LUMC is making a big loss and has to cut back faster

Last year, the Leiden university hospital LUMC made a loss of 17.2 million euros on a turnover of 978 million. It is the second solid loss in a row. The hospital had just completed a major new austerity operation after an earlier attempt to save money had failed.

A loss of 5.8 million euros was estimated for 2021, state in the annual accounts which was published Tuesday. The actual loss is therefore three times as great.

The hospital is not in immediate danger. That is because the hospital has traditionally hoarded a lot of money, and on top of that it took out new loans from banks last year.

The reason that the loss is so much greater than budgeted, as can be read in the annual accounts, is that the cutbacks have not yet been successful enough. In addition, according to a spokesperson, there has been a lot of absenteeism due to the corona crisis. The hospital was able to provide less care than usual.

The LUMC has now announced that it will cut spending more quickly. How exactly, a spokesperson could not say on Tuesday. There should be a plan for that in October. The hospital does not expect to have to cut more costs due to the loss than the aforementioned decrease in expenditure of 54 million euros in 2023.

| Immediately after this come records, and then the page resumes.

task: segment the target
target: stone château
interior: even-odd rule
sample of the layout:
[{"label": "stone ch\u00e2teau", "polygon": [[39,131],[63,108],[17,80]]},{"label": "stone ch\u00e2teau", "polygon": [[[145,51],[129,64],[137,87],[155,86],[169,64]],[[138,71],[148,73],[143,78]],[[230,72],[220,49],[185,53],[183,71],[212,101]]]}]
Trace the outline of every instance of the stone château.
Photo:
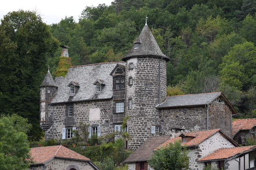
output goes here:
[{"label": "stone ch\u00e2teau", "polygon": [[[81,122],[89,137],[108,134],[120,130],[127,116],[131,150],[150,137],[184,130],[218,128],[230,135],[231,115],[236,112],[221,92],[166,97],[170,59],[146,24],[134,43],[123,62],[69,67],[55,81],[48,71],[40,86],[46,139],[70,138]],[[61,57],[70,60],[64,50]]]}]

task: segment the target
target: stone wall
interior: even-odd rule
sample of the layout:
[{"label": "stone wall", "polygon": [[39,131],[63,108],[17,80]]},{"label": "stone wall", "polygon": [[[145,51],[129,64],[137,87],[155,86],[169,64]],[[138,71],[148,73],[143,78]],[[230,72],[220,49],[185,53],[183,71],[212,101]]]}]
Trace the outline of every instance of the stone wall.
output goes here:
[{"label": "stone wall", "polygon": [[[149,137],[158,135],[151,134],[151,126],[159,126],[159,111],[155,106],[166,98],[166,62],[159,57],[132,58],[127,61],[125,72],[125,116],[130,117],[127,124],[132,138],[128,141],[128,148],[134,150]],[[132,108],[128,107],[129,99]]]},{"label": "stone wall", "polygon": [[186,131],[206,130],[207,109],[204,107],[169,108],[160,111],[160,134],[169,135],[172,129]]},{"label": "stone wall", "polygon": [[231,137],[232,112],[227,104],[213,102],[209,105],[209,129],[221,129]]},{"label": "stone wall", "polygon": [[95,169],[87,161],[55,158],[45,165],[31,165],[29,168],[33,170],[61,169],[69,170],[93,170]]},{"label": "stone wall", "polygon": [[[67,114],[67,106],[69,105],[73,106],[73,116],[68,116]],[[113,132],[114,129],[112,123],[112,101],[110,99],[53,104],[52,107],[54,110],[54,122],[51,128],[46,132],[46,139],[61,139],[62,128],[77,127],[79,132],[77,124],[80,122],[88,127],[93,124],[98,125],[101,126],[101,135]],[[90,120],[90,110],[93,108],[99,108],[99,118]],[[53,136],[53,128],[54,129]]]},{"label": "stone wall", "polygon": [[[255,128],[252,128],[251,131],[249,130],[240,130],[235,135],[233,139],[238,144],[245,146],[247,139],[255,139],[255,135],[254,134],[255,130]],[[241,142],[239,142],[239,138],[240,137],[241,138]],[[254,141],[254,140],[253,141]]]}]

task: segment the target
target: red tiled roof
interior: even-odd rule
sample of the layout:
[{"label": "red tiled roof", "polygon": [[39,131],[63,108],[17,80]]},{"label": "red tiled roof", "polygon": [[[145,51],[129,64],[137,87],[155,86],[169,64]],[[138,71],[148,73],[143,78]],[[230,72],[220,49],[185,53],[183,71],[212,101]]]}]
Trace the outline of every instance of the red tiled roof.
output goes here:
[{"label": "red tiled roof", "polygon": [[234,136],[240,130],[252,129],[256,126],[256,119],[237,119],[232,122],[232,135]]},{"label": "red tiled roof", "polygon": [[168,141],[166,142],[162,145],[159,146],[157,149],[159,149],[159,147],[164,147],[169,145],[170,143],[173,143],[176,140],[181,140],[181,138],[180,137],[182,134],[188,137],[195,137],[195,138],[191,139],[189,141],[182,143],[181,144],[182,145],[186,145],[187,146],[196,146],[202,142],[203,141],[209,138],[212,135],[213,135],[218,131],[220,130],[220,129],[214,129],[213,130],[208,130],[197,131],[192,132],[186,132],[182,133],[178,136],[175,138],[171,139]]},{"label": "red tiled roof", "polygon": [[33,164],[44,163],[54,157],[90,161],[86,157],[62,145],[34,147],[30,152],[34,162]]},{"label": "red tiled roof", "polygon": [[231,157],[250,150],[256,145],[219,149],[213,153],[197,160],[203,161],[213,160],[226,159]]}]

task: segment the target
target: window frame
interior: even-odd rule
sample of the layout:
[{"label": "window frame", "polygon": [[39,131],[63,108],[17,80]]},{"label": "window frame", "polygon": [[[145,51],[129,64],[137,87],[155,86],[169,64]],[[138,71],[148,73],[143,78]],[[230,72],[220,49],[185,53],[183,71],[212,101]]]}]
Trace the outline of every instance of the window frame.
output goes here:
[{"label": "window frame", "polygon": [[116,103],[116,113],[122,113],[124,112],[124,102]]}]

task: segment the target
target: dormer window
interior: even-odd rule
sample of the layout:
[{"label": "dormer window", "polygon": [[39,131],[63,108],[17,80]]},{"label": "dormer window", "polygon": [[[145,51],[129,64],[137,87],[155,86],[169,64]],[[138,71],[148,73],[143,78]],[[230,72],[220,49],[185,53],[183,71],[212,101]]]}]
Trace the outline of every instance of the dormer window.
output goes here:
[{"label": "dormer window", "polygon": [[75,87],[70,87],[70,94],[75,94]]}]

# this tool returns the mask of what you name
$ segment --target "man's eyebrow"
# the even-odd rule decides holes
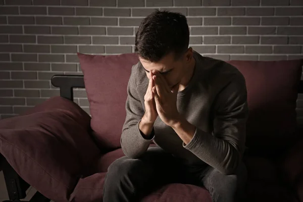
[[[147,70],[146,70],[145,69],[145,68],[144,68],[144,67],[143,67],[143,66],[142,66],[142,67],[143,67],[143,69],[144,69],[144,70],[145,71],[146,71],[146,72],[147,72],[149,73],[149,71],[147,71]],[[165,71],[165,72],[160,72],[160,73],[161,73],[161,74],[164,74],[164,73],[167,73],[167,72],[169,72],[169,71],[171,71],[171,70],[172,70],[172,69],[170,69],[170,70],[167,70],[167,71]]]

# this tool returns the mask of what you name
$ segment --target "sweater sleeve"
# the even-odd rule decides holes
[[[147,150],[155,137],[154,128],[150,138],[143,137],[139,129],[139,123],[144,115],[144,111],[138,96],[136,85],[135,66],[127,85],[127,98],[125,105],[126,117],[122,128],[120,139],[121,147],[125,156],[132,158],[139,158]]]
[[[193,137],[183,146],[225,175],[233,174],[245,148],[248,115],[245,79],[232,79],[215,100],[212,134],[196,127]]]

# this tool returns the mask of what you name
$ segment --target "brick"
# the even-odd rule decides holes
[[[273,16],[274,12],[273,8],[247,8],[246,15],[256,16]]]
[[[49,88],[49,81],[24,81],[26,88]]]
[[[62,18],[61,17],[36,16],[36,24],[37,25],[62,25]]]
[[[52,53],[77,53],[77,45],[52,45]]]
[[[65,71],[65,72],[76,72],[76,64],[52,64],[52,71]]]
[[[24,45],[25,53],[47,53],[50,52],[49,46],[47,45]]]
[[[134,45],[134,36],[121,36],[120,37],[120,44],[125,45]]]
[[[301,53],[299,45],[274,45],[274,54],[298,54]]]
[[[261,61],[276,61],[287,60],[287,56],[262,55],[259,60]]]
[[[105,35],[106,28],[101,27],[80,27],[79,32],[81,35]]]
[[[7,0],[6,5],[31,5],[31,0]]]
[[[258,56],[250,55],[232,55],[230,56],[230,60],[257,61],[258,60]]]
[[[201,44],[203,43],[202,36],[189,36],[190,44]]]
[[[275,35],[275,27],[248,27],[248,34]]]
[[[22,63],[0,63],[0,70],[22,70]]]
[[[21,15],[46,15],[46,7],[20,7]]]
[[[0,72],[0,79],[10,80],[10,79],[11,75],[9,72]]]
[[[127,54],[132,53],[132,48],[130,45],[111,45],[105,46],[105,52],[107,54]]]
[[[39,97],[40,93],[39,90],[34,89],[14,89],[15,97]]]
[[[172,12],[180,13],[185,15],[187,15],[187,9],[186,8],[161,8],[160,11],[169,11]]]
[[[303,44],[303,36],[289,36],[289,43],[291,44]],[[0,63],[1,64],[1,63]]]
[[[68,25],[89,25],[89,18],[85,17],[66,17],[63,18],[63,24]]]
[[[173,0],[146,0],[147,7],[173,7]]]
[[[22,52],[22,45],[19,44],[0,44],[0,52]]]
[[[79,52],[83,54],[104,54],[105,47],[103,45],[79,45]]]
[[[230,36],[204,36],[203,42],[204,44],[230,44]]]
[[[0,43],[8,43],[9,35],[0,35]]]
[[[204,6],[230,6],[230,0],[203,0]]]
[[[185,7],[185,6],[202,6],[200,1],[199,0],[174,0],[174,6],[177,7]]]
[[[36,36],[30,35],[10,35],[10,42],[20,43],[36,43]]]
[[[130,27],[108,27],[108,35],[133,35],[134,29]]]
[[[18,7],[5,6],[0,7],[1,15],[18,15],[19,8]]]
[[[92,25],[116,26],[118,25],[117,18],[90,18],[90,24]]]
[[[0,107],[0,112],[1,114],[13,114],[13,107],[5,106]]]
[[[118,36],[93,36],[92,43],[95,44],[118,44]]]
[[[89,107],[89,103],[87,99],[79,99],[79,104],[80,106]]]
[[[144,7],[144,0],[118,0],[118,7]]]
[[[0,34],[22,34],[22,26],[20,25],[1,25]]]
[[[79,58],[77,55],[66,55],[65,56],[67,63],[79,63]]]
[[[130,9],[104,9],[105,16],[130,16]]]
[[[303,12],[302,13],[303,14]],[[290,25],[300,26],[303,25],[303,17],[292,17],[290,18]]]
[[[25,98],[20,97],[0,97],[0,105],[25,105]]]
[[[20,115],[23,114],[26,112],[27,111],[32,109],[33,106],[14,106],[13,108],[14,109],[14,113]]]
[[[0,61],[10,61],[10,54],[0,54]]]
[[[60,0],[33,0],[33,4],[37,6],[60,6]]]
[[[191,35],[216,35],[218,34],[218,27],[191,27]]]
[[[23,88],[22,81],[2,81],[0,80],[0,88]]]
[[[261,0],[261,6],[288,6],[289,0]]]
[[[192,45],[192,48],[200,54],[216,53],[215,45]]]
[[[303,35],[302,27],[278,27],[277,34]]]
[[[276,8],[276,16],[301,16],[303,8]]]
[[[52,26],[52,33],[53,34],[76,35],[78,34],[78,26]]]
[[[39,54],[39,62],[64,62],[64,55],[59,54]]]
[[[271,45],[246,45],[245,53],[249,54],[271,54],[273,52]]]
[[[156,11],[156,9],[132,9],[132,16],[146,17]]]
[[[139,26],[140,23],[143,20],[143,18],[120,18],[119,19],[119,25],[124,26]]]
[[[48,15],[56,16],[73,16],[75,11],[73,8],[48,7]]]
[[[187,17],[187,24],[188,26],[202,25],[203,24],[203,18],[190,18]]]
[[[59,96],[60,95],[60,91],[59,90],[49,90],[45,89],[41,90],[41,97],[50,97],[55,96]]]
[[[260,0],[232,0],[231,6],[259,6]]]
[[[35,24],[35,19],[31,16],[9,16],[8,22],[13,25],[33,25]]]
[[[103,15],[102,8],[76,8],[76,16],[102,16]]]
[[[35,72],[12,72],[12,79],[37,79]]]
[[[12,61],[37,62],[37,54],[12,54]]]
[[[260,18],[235,17],[232,18],[233,25],[259,25]]]
[[[50,79],[54,75],[57,74],[62,74],[62,72],[38,72],[38,79],[39,80],[50,80]]]
[[[84,89],[75,89],[74,91],[75,97],[87,98],[86,91]]]
[[[13,89],[0,90],[1,97],[12,97],[14,95]]]
[[[290,6],[303,6],[303,2],[301,0],[290,0]]]
[[[64,6],[88,6],[88,0],[61,0]]]
[[[245,27],[220,27],[220,35],[243,35],[246,34]]]
[[[204,18],[204,25],[230,25],[231,18],[206,17]]]
[[[64,36],[64,41],[67,44],[90,44],[90,36]]]
[[[192,16],[215,16],[216,10],[215,8],[189,8],[188,15]]]
[[[25,26],[26,34],[50,34],[50,27],[46,26]]]
[[[261,36],[261,44],[286,44],[288,39],[287,36]]]
[[[243,45],[218,45],[217,53],[218,54],[243,54]]]
[[[259,36],[232,36],[232,44],[259,44]]]
[[[89,6],[102,7],[116,7],[116,1],[113,0],[89,0]]]
[[[50,64],[49,63],[24,63],[24,70],[27,71],[49,71]]]
[[[37,40],[38,43],[61,44],[63,43],[63,36],[38,36]]]
[[[218,15],[224,16],[237,16],[245,15],[244,8],[218,8]]]
[[[262,18],[262,25],[288,25],[289,24],[289,18],[280,17],[264,17]]]
[[[26,97],[26,104],[28,106],[35,106],[48,99],[47,98],[30,98]]]

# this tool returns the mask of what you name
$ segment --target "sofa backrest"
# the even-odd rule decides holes
[[[121,147],[125,121],[127,86],[135,54],[94,56],[78,54],[92,117],[91,126],[99,146]],[[297,87],[303,60],[227,62],[246,81],[249,116],[246,145],[250,148],[278,148],[295,130]]]

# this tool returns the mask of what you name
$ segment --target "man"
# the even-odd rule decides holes
[[[125,156],[108,169],[104,201],[139,200],[177,182],[205,187],[214,201],[242,196],[248,109],[234,67],[188,48],[183,15],[156,11],[136,34],[140,62],[127,87]],[[154,141],[156,146],[149,147]]]

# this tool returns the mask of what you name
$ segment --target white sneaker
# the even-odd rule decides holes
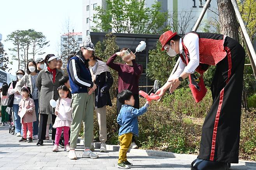
[[[90,150],[93,152],[94,151],[94,145],[93,145],[93,143],[91,143],[91,146],[90,146]]]
[[[70,152],[70,151],[69,152]],[[82,158],[89,158],[92,159],[97,158],[99,156],[98,155],[93,153],[91,151],[90,151],[89,150],[87,151],[84,151],[82,156]]]
[[[33,139],[37,140],[37,139],[38,139],[38,135],[34,135],[33,136]]]
[[[69,151],[70,151],[70,147],[69,145],[68,144],[64,147],[64,151],[68,152]]]
[[[136,144],[135,144],[134,142],[133,142],[131,144],[131,146],[130,146],[130,148],[138,149],[138,146],[137,146],[137,145],[136,145]]]
[[[76,160],[77,159],[77,157],[76,156],[76,154],[75,154],[75,151],[74,150],[70,150],[69,151],[68,157],[70,160]]]
[[[100,152],[107,152],[107,148],[106,147],[106,144],[102,143],[100,144]]]

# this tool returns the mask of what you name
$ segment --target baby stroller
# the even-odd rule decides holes
[[[14,115],[12,110],[12,108],[8,107],[6,109],[6,111],[9,114],[11,115],[11,119],[12,121],[9,125],[9,133],[12,135],[14,135],[15,131],[15,126],[14,125]]]

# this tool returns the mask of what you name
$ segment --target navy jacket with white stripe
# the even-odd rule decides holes
[[[88,88],[92,87],[93,82],[83,57],[79,55],[73,57],[68,61],[67,67],[72,94],[88,93]]]

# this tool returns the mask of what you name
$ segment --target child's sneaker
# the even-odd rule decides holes
[[[54,145],[53,149],[53,152],[58,152],[59,151],[59,146],[58,145]]]
[[[68,157],[70,160],[76,160],[77,159],[75,149],[70,149],[69,150],[68,156]]]
[[[88,149],[87,151],[84,151],[84,153],[82,153],[82,158],[89,158],[92,159],[95,159],[98,158],[99,156],[95,153],[93,153],[91,151]]]
[[[19,140],[19,142],[25,142],[26,141],[27,141],[27,139],[23,138],[23,137],[21,137],[21,139]]]
[[[107,152],[107,147],[106,147],[106,144],[105,144],[101,143],[100,144],[100,152]]]
[[[124,162],[124,163],[129,167],[132,167],[132,163],[131,163],[128,161],[126,161]]]
[[[31,137],[28,138],[28,143],[31,143],[33,142],[33,140]]]
[[[124,164],[124,162],[117,163],[117,167],[122,169],[129,169],[129,166]]]
[[[68,144],[66,145],[64,147],[64,151],[68,152],[70,150],[70,147],[69,147],[69,145]]]

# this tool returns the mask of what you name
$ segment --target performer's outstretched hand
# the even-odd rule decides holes
[[[161,88],[159,88],[158,90],[155,93],[155,95],[158,95],[159,96],[161,97],[162,96],[163,94],[165,93],[165,88],[163,86]]]
[[[172,92],[177,88],[177,87],[181,84],[181,82],[179,80],[179,78],[174,78],[171,80],[168,80],[168,82],[171,83],[171,87],[170,87],[170,92]]]

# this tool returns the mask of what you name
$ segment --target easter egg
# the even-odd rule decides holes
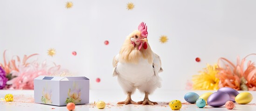
[[[75,110],[76,108],[76,105],[73,103],[69,103],[67,104],[67,109],[69,111],[72,111]]]
[[[203,108],[206,105],[206,102],[203,99],[199,99],[196,100],[195,105],[199,108]]]
[[[103,101],[99,101],[97,102],[97,104],[96,104],[96,106],[97,106],[97,108],[98,109],[104,109],[106,106],[106,103]]]
[[[184,96],[185,100],[190,103],[195,103],[198,98],[199,98],[199,95],[194,92],[188,92]]]
[[[239,104],[246,104],[251,101],[253,97],[252,95],[248,92],[241,92],[236,97],[235,100],[235,102]]]
[[[228,94],[222,92],[217,92],[209,96],[207,103],[209,106],[218,107],[224,105],[229,99]]]
[[[212,94],[213,92],[206,92],[205,93],[203,93],[203,94],[201,95],[200,97],[199,97],[199,98],[203,99],[205,100],[205,102],[206,102],[206,105],[207,104],[207,99],[208,99],[208,98],[211,94]]]
[[[14,96],[11,94],[6,94],[5,96],[5,99],[6,102],[14,101]]]
[[[228,101],[225,104],[225,106],[228,110],[233,109],[235,106],[235,103],[232,101]]]
[[[169,103],[169,106],[172,110],[178,110],[181,108],[182,106],[181,102],[178,100],[174,100],[170,102]]]
[[[229,95],[229,98],[230,98],[229,100],[233,102],[235,102],[235,97],[239,94],[239,92],[238,92],[235,89],[227,87],[221,88],[218,90],[217,92],[222,92],[227,93]]]

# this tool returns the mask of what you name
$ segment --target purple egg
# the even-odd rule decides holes
[[[209,106],[218,107],[224,105],[227,101],[229,100],[229,98],[228,94],[222,92],[216,92],[209,96],[207,103]]]
[[[228,95],[229,95],[229,98],[230,98],[229,100],[231,100],[234,102],[235,102],[235,97],[239,94],[239,92],[238,92],[237,91],[231,88],[227,87],[221,88],[218,90],[217,92],[222,92],[227,93]]]

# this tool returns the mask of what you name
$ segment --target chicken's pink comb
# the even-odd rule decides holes
[[[141,37],[146,38],[147,37],[147,27],[146,25],[146,24],[144,24],[144,22],[141,22],[138,26],[138,31],[141,32]]]

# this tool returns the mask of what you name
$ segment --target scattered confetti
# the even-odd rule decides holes
[[[55,52],[55,49],[51,48],[48,50],[48,55],[53,56],[55,55],[56,54],[56,52]]]
[[[106,40],[104,42],[104,43],[105,43],[105,45],[108,45],[109,44],[109,41]]]
[[[100,79],[99,79],[99,78],[97,78],[97,79],[96,79],[96,82],[100,82]]]
[[[73,51],[73,52],[72,52],[72,54],[74,56],[76,56],[76,52]]]
[[[127,4],[127,9],[128,10],[131,10],[134,8],[134,4],[131,2],[129,2]]]
[[[71,1],[68,1],[66,3],[66,7],[67,8],[70,8],[73,6],[73,2]]]
[[[106,103],[103,101],[99,101],[96,104],[96,106],[100,109],[104,109],[106,107]]]
[[[5,99],[6,102],[13,101],[14,101],[14,96],[11,94],[6,94],[5,96]]]
[[[162,36],[160,37],[160,42],[165,43],[168,41],[168,38],[166,36]]]
[[[199,57],[196,57],[196,58],[195,58],[195,61],[196,61],[197,62],[199,62],[201,61],[201,59]]]

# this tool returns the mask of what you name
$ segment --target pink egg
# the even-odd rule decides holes
[[[73,111],[75,110],[76,108],[76,105],[73,103],[69,103],[67,104],[67,109],[69,111]]]
[[[227,102],[226,102],[226,104],[225,104],[225,106],[226,106],[226,108],[227,108],[227,109],[228,110],[232,110],[235,108],[235,105],[233,101],[227,101]]]

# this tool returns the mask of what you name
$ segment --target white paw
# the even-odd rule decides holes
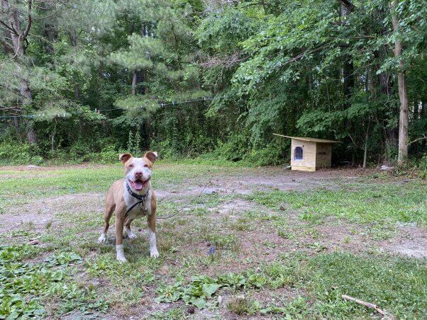
[[[118,261],[120,262],[120,263],[124,263],[125,262],[127,262],[128,261],[126,260],[126,258],[123,256],[117,256],[117,257],[116,258],[117,260],[118,260]]]
[[[106,236],[104,234],[101,234],[99,238],[98,238],[99,244],[104,244],[106,240]]]
[[[151,256],[152,258],[158,258],[159,251],[157,251],[157,249],[152,249],[150,251],[150,256]]]
[[[132,232],[131,231],[128,232],[128,236],[129,237],[129,239],[138,238],[138,236],[136,234],[135,234],[133,232]]]

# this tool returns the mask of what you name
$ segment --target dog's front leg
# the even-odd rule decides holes
[[[117,252],[116,259],[121,263],[126,262],[125,258],[125,250],[123,246],[123,221],[120,214],[116,215],[116,251]]]
[[[152,212],[147,216],[147,222],[148,224],[148,233],[150,234],[150,256],[153,258],[159,256],[157,251],[157,241],[155,239],[155,211]]]

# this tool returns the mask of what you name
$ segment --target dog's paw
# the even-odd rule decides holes
[[[136,234],[135,234],[133,232],[132,232],[131,231],[128,232],[128,236],[129,237],[129,239],[138,238],[138,236]]]
[[[106,236],[104,234],[101,234],[99,238],[98,238],[99,244],[104,244],[106,241]]]
[[[151,256],[152,258],[158,258],[159,251],[157,251],[157,249],[151,250],[151,251],[150,251],[150,256]]]
[[[117,256],[117,257],[116,258],[117,260],[118,260],[118,262],[120,262],[120,263],[124,263],[125,262],[127,262],[128,261],[126,260],[126,258],[123,256]]]

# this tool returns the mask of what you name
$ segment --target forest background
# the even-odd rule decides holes
[[[289,161],[427,170],[422,0],[0,0],[0,162]]]

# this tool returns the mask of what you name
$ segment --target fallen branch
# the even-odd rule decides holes
[[[417,141],[420,141],[420,140],[423,140],[423,139],[427,139],[427,136],[426,136],[426,135],[423,136],[423,137],[421,137],[421,138],[418,138],[418,139],[415,139],[415,140],[414,140],[414,141],[411,141],[411,142],[409,142],[408,144],[406,144],[406,147],[408,147],[408,146],[410,146],[410,145],[411,145],[411,144],[412,144],[414,142],[416,142]]]
[[[360,299],[356,299],[356,298],[353,298],[353,297],[348,296],[346,295],[343,295],[341,297],[343,299],[345,299],[346,300],[353,301],[353,302],[356,302],[356,303],[357,303],[359,304],[362,304],[362,306],[367,307],[368,308],[373,309],[377,312],[378,312],[379,314],[381,314],[382,316],[385,316],[385,312],[383,310],[382,310],[381,309],[379,309],[379,307],[377,304],[374,304],[373,303],[370,303],[370,302],[365,302],[365,301],[360,300]]]

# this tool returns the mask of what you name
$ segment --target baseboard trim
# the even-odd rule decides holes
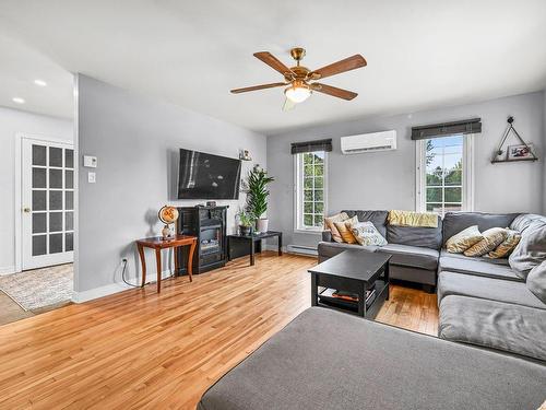
[[[15,266],[0,267],[0,274],[11,274],[11,273],[15,273]]]
[[[164,270],[162,272],[162,279],[167,279],[171,274],[173,274],[173,272],[170,270]],[[146,274],[146,279],[147,279],[146,284],[157,282],[157,277],[155,273],[153,273],[152,276],[150,273]],[[140,279],[138,281],[135,281],[134,278],[131,278],[131,279],[129,279],[129,282],[130,283],[140,283]],[[104,286],[90,289],[90,290],[83,291],[83,292],[74,291],[72,293],[72,302],[84,303],[84,302],[93,301],[95,298],[105,297],[105,296],[112,295],[115,293],[123,292],[123,291],[127,291],[129,289],[138,289],[138,288],[129,286],[124,282],[114,282],[114,283],[106,284]]]

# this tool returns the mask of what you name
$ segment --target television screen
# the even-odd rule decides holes
[[[240,160],[180,149],[179,199],[239,199]]]

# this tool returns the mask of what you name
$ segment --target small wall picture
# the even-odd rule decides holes
[[[534,159],[535,155],[533,155],[533,151],[534,151],[533,144],[509,145],[508,160],[518,161],[518,160]]]

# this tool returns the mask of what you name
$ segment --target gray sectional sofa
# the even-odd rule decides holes
[[[535,296],[508,259],[449,254],[446,241],[477,225],[511,227],[526,235],[531,223],[546,218],[534,214],[447,213],[438,229],[390,226],[388,211],[345,211],[359,221],[371,221],[389,245],[364,247],[332,243],[329,233],[319,244],[319,261],[344,249],[383,251],[393,255],[391,278],[438,285],[439,337],[505,353],[546,361],[546,304]],[[546,249],[545,249],[546,250]]]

Financially healthy for years

It is striking that for many years the LUMC was very financially healthy. In 2015, the hospital had no less than 235 million euros in equity. Accountant EY insisted on ‘unsaving’ and the LUMC devised an investment program. This consisted of about fifteen projects in the field of research, education and care. There was also an increase of hundreds of FTEs between 2017 and 2020.

At the beginning of 2019, if the hospital is still making a profit, there will be internal warnings about rising personnel costs and a contraction in the available budget. In the future, there could be a budget deficit, according to the financial director. In that year a cutback operation is agreed, but it is too non-committal. In 2020, a cutback of 14 million should take place. In practice, it is only possible to achieve structural savings of 1 to 2 million.

Things are going to get serious in 2021. NRC wrote last fall about the internal unrest within the hospital when it turned out that hospital departments had to cut costs by an average of nine percent. In internal correspondence to the board, 24 department heads wrote about their “great concern.” They call it “unfeasible” to make cutbacks just like that and speak of “a lot of damage in the long term”.

At the beginning of this year it was announced that 350 to 400 jobs will be lost at the hospital. Mostly through natural attrition, but the hospital thinks to have to lay off a maximum of a hundred men† This mainly concerns support services, such as human resources and the IT department. Nursing departments are “greatly spared”, according to the hospital.